Xi Jinping è stato il leader della RPC dal 2013 e ha supervisionato il paese durante quattro anni di detenzione di Liu Xiaobo. Gli attivisti dicono che sotto Jingping, lo stato cinese è diventato più repressivo, minacciando tutti quelli che cercano di promuovere la democrazia in Cina.

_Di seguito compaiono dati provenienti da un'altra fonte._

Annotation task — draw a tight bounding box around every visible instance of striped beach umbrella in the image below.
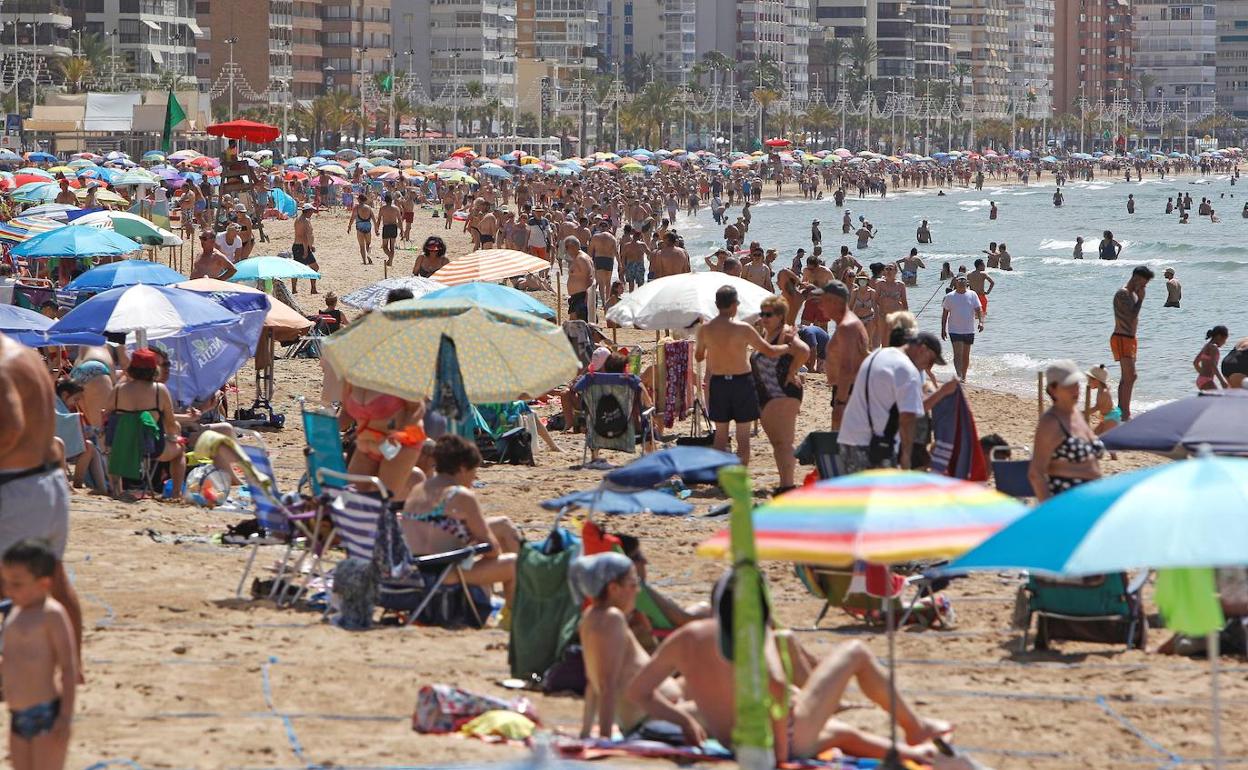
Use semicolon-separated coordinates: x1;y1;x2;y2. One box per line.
431;248;550;286
698;470;1026;567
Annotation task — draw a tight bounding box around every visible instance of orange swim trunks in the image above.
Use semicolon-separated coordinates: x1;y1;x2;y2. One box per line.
1109;333;1139;361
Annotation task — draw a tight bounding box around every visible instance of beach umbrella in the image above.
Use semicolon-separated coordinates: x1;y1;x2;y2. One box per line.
230;257;321;283
432;248;550;286
948;456;1248;768
603;447;741;489
0;305;104;348
11;225;141;260
539;489;694;515
49;283;238;338
205;120;282;144
324;300;580;403
339;276;447;311
696;469;1026;766
1101;388;1248;457
607;272;771;329
65;260;186;292
424;281;555;321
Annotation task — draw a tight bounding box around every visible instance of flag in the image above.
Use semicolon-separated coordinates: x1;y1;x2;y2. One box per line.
160;89;186;152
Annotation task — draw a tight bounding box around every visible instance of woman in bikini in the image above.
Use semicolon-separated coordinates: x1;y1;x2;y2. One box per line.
1192;324;1231;391
347;192;373;265
401;434;520;608
342;383;424;498
1027;361;1106;502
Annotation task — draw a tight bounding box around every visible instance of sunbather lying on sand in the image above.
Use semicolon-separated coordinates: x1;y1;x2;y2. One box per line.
626;575;951;768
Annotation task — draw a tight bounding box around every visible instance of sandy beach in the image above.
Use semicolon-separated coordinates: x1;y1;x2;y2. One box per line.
51;193;1248;769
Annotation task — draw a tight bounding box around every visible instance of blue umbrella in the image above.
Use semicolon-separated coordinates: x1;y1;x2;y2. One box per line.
230;257;321;283
542;489;694;515
605;447;741;489
51;283;238;339
1102;391;1248;454
65;260;186;292
421;281;554;321
12;225;142;260
0;305;104;347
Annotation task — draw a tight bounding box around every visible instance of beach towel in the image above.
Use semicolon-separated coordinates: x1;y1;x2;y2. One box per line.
931;386;988;482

Anche se Trump ha spesso criticato la RPC per le sue politiche commerciali e per i rapporti economici con la Corea del Nord, egli è stato reticente nel criticare gli abusi dei diritti umani in quel Paese.
Le preoccupazioni di Zen si possano condividere. Bisogna ricordare che questa non è la prima volta che la Chiesa cerca di sistemarsi giuridicamente davanti a un governo “totalitario”, ad esempio, quando la Santa Sede cercava di risolvere la “Questione Romana”. Essa fu risolta nel 1929 quando il papa Pio XI e Benito Mussolini hanno trovato una soluzione con i Patti Lateranensi, i quali hanno riconosciuto il Vaticano come uno stato sovrano e indipendente.
Papa Bergoglio, oltre a sapere che il comunismo in Cina non crollerà dalla notte alla mattina, si è mosso in modo pragmatico: che i cattolici cinesi abbiano una stabilità, e questo è già una vittoria! Nonostante le “giuste” preoccupazione del Cardinale Zen e le critiche di altri, non si può paragonare la relazione tra il Vaticano e la RPC a quelle di Nixon e Trump con il governo pechinese, come tanti dicono senza conoscere la genesi dei fatti.
Durante una intervista con Asia Times nel 2016, il Vescovo di Roma ha paragonato il dialogo vigente tra la Santa Sede e la Cina a quella di Matteo Ricci, il gesuita accolto dai cinesi come un saggio elargitore di scienza e saggezza all’inizio del XVII secolo: «Ricci ci insegna che è necessario entrare in dialogo con la Cina, perché essa è un’accumulazione di saggezza e di storia. È una terra benedetta da molte cose. E la Chiesa cattolica, che ha tra i suoi doveri quello di rispettare tutte le civiltà, davanti a questa civiltà, io vorrei dire che ha il dovere di riservarle un rispetto con la “R” maiuscola». Detto questo, con l’apertura continua di papa Bergoglio, le autorità del Vaticano hanno onorato, almeno in modo indiretto, la memoria di Liu Xiaobo e altri difensori della dignità umana.